I ranted and raved about how the analysts are pumping up AMD's share price even as it loses money. I had called a trading range of 11.50 - 13.00 in the commentary of one of my posts (can't be bothered to look for it now).
AMD is now trading around $ 12.50. I expect this to go still further South close to 12. Will it drop to 10...it should. But at that point it probably starts looking attractive to the private equity guys and there are probably enough interested parties that want to keep AMD afloat so my expectation is it will stay above 11.
It appears Penryn is more than a die shrink.
AMD is in deep trouble as Barcelona still seems to be in some trouble being manufactured and they have not yet allowed the tech sites to publish any independant benchmarks.
However, Intel is also not out of the woods. To accelerate their stock price, they need to grow revenues faster than the market. And their best bets to do this are Silverthorne and monetizing Wimax at the service level and not just the hardware level.
7 comments:
What is the current AMD's Book value?
Because if I'm not mistaken, it was trading for 40 a year and a half ago, it must have been very inflated...
AMD starting dropping like a stone as soon as the sub-prime problem spilled over into private equity borrowing. Proves the point that it had been supported by hopes for a PE bid not some Wall Street conspiracy.
I don't think this proves the point that the stock was being kept at the levels it was due to the PE buyout bid rumor.
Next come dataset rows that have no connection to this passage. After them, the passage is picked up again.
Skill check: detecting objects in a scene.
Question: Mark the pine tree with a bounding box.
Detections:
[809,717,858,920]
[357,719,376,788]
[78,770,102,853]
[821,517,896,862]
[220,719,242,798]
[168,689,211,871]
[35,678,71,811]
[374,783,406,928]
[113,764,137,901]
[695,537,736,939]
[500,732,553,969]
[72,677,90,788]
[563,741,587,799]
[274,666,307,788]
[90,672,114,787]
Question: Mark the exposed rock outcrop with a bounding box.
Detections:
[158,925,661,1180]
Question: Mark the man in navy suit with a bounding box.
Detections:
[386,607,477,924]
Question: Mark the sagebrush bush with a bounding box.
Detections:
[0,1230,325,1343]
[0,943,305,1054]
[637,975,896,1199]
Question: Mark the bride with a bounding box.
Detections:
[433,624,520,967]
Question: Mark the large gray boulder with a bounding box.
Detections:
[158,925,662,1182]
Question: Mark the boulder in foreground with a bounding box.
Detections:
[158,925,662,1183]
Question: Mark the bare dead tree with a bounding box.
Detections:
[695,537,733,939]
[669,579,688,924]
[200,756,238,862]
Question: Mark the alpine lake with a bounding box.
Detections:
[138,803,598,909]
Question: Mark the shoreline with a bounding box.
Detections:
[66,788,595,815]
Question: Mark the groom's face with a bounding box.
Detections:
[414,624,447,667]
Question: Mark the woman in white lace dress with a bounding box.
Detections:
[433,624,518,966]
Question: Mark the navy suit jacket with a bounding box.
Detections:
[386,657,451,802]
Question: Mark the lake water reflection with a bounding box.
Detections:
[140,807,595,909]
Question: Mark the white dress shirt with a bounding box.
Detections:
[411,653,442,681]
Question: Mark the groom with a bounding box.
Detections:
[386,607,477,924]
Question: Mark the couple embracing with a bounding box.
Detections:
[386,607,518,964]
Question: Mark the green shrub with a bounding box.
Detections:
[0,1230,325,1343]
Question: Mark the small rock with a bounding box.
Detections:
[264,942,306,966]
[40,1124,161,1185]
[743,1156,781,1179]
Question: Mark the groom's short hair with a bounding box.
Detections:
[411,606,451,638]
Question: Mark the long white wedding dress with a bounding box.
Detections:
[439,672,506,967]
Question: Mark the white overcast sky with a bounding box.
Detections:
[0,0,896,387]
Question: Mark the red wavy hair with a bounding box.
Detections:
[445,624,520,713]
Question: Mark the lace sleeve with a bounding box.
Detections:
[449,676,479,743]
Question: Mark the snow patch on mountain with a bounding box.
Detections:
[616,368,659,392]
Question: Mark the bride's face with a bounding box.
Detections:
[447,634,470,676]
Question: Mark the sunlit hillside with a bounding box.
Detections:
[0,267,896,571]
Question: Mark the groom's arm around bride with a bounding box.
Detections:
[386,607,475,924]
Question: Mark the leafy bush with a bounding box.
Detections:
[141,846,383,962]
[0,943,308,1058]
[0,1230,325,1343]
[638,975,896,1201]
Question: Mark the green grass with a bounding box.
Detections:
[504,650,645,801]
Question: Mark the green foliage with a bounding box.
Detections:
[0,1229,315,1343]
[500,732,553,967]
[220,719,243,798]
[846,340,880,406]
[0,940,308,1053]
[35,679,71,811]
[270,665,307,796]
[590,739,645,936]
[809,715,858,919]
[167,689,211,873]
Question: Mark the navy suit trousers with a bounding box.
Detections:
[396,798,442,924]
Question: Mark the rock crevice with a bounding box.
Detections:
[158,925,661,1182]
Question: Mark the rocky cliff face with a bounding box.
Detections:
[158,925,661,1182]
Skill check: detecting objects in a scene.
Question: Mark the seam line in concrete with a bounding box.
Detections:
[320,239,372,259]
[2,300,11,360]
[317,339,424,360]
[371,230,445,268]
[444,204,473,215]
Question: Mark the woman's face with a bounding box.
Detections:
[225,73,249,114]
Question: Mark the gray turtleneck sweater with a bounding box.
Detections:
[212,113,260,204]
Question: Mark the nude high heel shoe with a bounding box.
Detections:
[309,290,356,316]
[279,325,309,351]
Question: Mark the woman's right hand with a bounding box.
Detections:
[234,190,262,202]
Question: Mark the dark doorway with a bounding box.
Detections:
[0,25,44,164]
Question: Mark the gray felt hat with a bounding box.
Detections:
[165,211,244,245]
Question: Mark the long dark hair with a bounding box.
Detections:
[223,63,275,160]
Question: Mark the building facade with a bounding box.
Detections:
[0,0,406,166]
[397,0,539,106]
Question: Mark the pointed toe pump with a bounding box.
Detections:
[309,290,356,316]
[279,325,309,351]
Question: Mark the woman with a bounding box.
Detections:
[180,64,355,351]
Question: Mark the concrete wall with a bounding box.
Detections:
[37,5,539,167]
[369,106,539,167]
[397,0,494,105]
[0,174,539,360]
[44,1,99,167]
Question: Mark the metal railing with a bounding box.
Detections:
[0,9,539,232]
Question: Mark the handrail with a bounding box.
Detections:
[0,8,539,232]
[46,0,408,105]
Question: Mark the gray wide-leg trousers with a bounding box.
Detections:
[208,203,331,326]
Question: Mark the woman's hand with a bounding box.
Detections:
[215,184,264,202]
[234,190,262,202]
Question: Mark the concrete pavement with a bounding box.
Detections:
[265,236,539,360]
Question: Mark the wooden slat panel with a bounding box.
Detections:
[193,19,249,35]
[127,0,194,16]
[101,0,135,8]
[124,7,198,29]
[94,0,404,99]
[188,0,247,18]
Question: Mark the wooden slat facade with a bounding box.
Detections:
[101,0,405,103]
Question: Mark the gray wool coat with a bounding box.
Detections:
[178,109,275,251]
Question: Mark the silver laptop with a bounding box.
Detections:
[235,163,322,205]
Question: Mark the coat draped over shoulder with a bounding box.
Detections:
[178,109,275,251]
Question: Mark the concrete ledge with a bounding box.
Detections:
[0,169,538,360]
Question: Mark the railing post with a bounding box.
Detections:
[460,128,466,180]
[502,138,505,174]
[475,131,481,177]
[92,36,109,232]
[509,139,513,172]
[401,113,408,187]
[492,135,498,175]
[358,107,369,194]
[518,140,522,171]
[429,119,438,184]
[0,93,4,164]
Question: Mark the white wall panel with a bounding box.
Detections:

First - that rumor died some time ago. Second, have you considered the possibility that the Wall St bunnies may have realized that with the impending sub-prime disaster, they would be unable to sustain an unrealistic price level and are now cutting their losses.
No use trying to convince someone of the obvious when they want to believe in conspiracies.
Clearly the POSSIBILITY of a buyout added some value to the AMD stock - every other value metric (P/E, Price/book, EBITDA, forward P/E, PEG) are all N/A (due to losses) or terrible.
It's hard to say how much, but as AMD was falling faster than the market recently (with exception of today) and with no major news, I think it's fair to speculate that the decreased probability of a buyout (or the likely lower value of a buyout offer due to less favorable credit terms) due to the credit "adjustments" in the market had to have had some effect.
Another 1.7 Bil in convertible notes - wonder what that will do to the stock?
http://www.tgdaily.com/content/view/33291/118/
Generally convertible notes are offered when a company is in a strong and prosperous position, right? (i.e we have no freakin prayer of paying off the MS loan with actual real cash flow...)
Anonymous - I'll be convinced when I'm presented with an incontrevertible argument. Just as I'm sure you're not convinced with my theory.